Timing Attacks

Using timing information to extract information

While certain endpoints may only return a true/false response like a login page, there is other information that is often forgotten: Time. From sending a request to receiving a response, a few things happen. Firstly, the data need to be transferred and read by the server. Then the data is processed and any algorithms are performed like checking a password. Finally, the response is sent back to the client. The important thing to know is that the timing of that middle part may reveal sensitive information.

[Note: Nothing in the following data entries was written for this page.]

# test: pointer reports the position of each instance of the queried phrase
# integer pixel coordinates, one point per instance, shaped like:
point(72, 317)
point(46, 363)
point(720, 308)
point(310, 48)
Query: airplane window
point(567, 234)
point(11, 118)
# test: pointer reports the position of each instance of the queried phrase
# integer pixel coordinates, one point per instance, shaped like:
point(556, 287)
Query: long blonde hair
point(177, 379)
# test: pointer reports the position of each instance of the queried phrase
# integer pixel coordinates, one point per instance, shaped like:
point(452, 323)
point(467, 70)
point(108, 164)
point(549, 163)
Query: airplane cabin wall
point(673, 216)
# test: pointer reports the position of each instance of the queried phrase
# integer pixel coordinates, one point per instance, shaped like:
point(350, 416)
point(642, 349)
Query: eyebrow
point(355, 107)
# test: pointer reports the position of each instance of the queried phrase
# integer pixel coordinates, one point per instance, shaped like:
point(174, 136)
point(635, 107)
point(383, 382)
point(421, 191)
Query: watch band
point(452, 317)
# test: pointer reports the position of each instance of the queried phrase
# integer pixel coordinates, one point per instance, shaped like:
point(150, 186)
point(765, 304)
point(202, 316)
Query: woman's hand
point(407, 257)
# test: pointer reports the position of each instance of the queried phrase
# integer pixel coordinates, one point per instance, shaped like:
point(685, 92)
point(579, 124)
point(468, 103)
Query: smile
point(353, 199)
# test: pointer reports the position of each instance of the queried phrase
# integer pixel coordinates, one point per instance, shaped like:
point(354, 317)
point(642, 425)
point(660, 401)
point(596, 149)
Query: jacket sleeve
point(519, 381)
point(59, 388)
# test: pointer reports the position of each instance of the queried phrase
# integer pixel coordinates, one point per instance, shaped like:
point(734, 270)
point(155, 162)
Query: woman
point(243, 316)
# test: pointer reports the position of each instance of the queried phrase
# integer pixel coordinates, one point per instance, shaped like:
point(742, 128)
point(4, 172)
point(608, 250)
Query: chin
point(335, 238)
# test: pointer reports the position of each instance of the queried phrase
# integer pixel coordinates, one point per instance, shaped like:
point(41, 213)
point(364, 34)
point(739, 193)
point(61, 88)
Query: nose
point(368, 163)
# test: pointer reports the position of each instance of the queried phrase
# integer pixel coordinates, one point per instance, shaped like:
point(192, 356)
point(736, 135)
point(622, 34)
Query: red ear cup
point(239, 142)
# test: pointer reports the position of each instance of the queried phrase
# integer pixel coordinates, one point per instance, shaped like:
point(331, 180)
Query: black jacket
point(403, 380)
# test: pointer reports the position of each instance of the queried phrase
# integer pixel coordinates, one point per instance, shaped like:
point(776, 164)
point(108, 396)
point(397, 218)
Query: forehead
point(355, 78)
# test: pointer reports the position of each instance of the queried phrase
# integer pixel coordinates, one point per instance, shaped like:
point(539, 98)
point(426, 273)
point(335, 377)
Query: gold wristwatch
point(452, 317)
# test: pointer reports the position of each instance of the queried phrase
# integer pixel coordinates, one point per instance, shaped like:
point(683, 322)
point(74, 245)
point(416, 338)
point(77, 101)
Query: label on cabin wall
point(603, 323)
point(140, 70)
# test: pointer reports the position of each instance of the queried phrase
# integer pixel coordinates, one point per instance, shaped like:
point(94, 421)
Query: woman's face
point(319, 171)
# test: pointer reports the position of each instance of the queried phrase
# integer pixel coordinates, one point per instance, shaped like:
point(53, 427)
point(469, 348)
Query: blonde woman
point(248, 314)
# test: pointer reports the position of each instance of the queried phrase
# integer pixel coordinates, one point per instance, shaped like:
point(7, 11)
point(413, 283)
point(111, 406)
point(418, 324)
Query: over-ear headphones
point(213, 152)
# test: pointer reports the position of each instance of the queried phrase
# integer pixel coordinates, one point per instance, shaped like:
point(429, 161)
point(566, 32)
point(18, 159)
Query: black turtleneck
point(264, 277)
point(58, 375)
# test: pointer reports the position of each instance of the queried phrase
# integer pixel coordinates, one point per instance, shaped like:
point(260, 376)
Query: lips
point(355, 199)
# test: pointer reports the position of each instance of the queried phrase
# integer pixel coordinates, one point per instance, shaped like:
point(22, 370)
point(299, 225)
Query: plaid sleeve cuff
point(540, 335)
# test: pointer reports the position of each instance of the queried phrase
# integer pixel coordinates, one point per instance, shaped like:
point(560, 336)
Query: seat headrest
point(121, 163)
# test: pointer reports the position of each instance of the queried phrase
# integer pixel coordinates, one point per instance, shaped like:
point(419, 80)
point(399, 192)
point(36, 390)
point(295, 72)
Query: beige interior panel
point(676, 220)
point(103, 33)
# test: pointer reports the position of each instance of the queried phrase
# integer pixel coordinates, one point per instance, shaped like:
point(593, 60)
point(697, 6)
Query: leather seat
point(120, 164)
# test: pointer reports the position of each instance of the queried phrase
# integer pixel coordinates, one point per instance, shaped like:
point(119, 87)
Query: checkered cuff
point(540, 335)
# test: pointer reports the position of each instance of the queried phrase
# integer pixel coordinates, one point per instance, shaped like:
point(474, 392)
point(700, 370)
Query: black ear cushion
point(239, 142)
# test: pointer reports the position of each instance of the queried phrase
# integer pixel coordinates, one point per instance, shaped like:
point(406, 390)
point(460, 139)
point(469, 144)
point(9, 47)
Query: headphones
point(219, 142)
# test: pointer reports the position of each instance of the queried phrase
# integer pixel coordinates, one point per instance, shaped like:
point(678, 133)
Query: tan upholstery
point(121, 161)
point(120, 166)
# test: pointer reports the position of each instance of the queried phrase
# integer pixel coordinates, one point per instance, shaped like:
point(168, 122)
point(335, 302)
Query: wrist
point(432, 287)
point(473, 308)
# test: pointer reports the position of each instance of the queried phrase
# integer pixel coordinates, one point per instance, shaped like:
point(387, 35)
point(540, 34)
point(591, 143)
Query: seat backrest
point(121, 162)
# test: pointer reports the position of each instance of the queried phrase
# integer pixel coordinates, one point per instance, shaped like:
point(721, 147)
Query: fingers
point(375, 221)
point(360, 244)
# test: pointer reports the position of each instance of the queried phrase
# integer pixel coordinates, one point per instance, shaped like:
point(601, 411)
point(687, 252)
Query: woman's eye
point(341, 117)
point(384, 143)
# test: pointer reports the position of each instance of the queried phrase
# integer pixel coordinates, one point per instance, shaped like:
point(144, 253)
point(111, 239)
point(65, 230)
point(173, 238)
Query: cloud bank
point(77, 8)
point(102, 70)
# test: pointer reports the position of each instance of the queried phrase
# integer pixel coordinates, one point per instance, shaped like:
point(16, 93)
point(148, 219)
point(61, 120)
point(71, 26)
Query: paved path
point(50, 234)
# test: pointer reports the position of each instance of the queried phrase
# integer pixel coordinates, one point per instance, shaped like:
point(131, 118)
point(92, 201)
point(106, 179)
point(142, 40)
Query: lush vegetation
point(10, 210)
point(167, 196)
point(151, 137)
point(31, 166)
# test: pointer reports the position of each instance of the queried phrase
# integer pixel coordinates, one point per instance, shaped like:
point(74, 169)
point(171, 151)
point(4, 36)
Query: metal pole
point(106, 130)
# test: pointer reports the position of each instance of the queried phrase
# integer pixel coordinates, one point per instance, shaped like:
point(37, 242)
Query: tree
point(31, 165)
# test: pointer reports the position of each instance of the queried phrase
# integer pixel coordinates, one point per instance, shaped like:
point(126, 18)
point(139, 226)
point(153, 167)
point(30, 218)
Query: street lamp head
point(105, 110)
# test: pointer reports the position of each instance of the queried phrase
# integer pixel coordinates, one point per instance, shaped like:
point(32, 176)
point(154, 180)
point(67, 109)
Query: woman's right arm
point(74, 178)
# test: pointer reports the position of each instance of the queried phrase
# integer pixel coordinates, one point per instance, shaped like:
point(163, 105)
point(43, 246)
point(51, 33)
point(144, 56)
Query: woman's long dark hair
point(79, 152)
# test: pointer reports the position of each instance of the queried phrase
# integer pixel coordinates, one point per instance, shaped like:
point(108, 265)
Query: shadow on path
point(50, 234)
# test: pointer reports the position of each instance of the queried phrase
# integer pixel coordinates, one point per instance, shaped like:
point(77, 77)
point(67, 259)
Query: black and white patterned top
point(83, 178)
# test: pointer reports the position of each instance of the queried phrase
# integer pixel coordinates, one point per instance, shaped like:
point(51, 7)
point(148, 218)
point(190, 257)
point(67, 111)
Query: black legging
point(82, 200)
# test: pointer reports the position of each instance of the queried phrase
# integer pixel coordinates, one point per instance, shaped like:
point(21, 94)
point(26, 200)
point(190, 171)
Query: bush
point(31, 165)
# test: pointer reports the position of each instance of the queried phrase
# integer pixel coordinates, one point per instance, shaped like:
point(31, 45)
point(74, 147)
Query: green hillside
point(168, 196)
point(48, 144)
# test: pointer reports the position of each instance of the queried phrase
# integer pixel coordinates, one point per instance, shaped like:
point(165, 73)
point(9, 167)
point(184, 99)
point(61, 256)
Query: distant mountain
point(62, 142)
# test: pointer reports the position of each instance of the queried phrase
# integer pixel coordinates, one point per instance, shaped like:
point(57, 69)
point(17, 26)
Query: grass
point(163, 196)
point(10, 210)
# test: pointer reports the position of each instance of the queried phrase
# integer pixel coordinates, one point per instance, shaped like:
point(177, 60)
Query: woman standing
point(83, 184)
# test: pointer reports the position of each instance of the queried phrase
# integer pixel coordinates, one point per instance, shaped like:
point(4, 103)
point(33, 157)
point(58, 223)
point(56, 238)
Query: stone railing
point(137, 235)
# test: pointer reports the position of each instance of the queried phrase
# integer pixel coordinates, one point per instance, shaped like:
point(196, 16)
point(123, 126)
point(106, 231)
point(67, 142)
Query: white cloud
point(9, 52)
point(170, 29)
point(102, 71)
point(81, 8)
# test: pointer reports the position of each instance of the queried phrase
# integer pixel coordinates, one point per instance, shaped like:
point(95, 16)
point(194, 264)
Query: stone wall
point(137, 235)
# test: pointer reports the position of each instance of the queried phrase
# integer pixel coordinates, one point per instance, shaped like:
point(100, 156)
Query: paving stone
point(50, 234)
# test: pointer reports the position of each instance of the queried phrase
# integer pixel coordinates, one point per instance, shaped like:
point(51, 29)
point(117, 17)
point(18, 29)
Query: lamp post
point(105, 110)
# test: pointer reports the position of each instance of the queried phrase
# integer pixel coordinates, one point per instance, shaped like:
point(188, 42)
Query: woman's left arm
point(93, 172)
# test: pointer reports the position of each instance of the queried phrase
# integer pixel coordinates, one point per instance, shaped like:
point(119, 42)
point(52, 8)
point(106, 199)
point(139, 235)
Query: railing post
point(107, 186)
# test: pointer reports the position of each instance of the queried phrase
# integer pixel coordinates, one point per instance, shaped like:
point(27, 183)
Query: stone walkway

Let's say for example that we have a very simple password-checking mechanism that takes longer to run as we get closer to the real password:

def check_password(password):
    # Check length
    if len(password) != len(REAL_PASSWORD):
        return False
    
    # Check password character by character
    for i in range(len(password)):
        if password[i] != REAL_PASSWORD[i]:
            return False
        
    return True  # Correct

This function first checks if the length is correct, and then loops through every character in the password one by one. At the first incorrect character, it quickly returns False and does not even look at the rest of the characters. This causes a completely wrong password to be discarded almost instantly, while a password close to the real password takes more loops and time to check.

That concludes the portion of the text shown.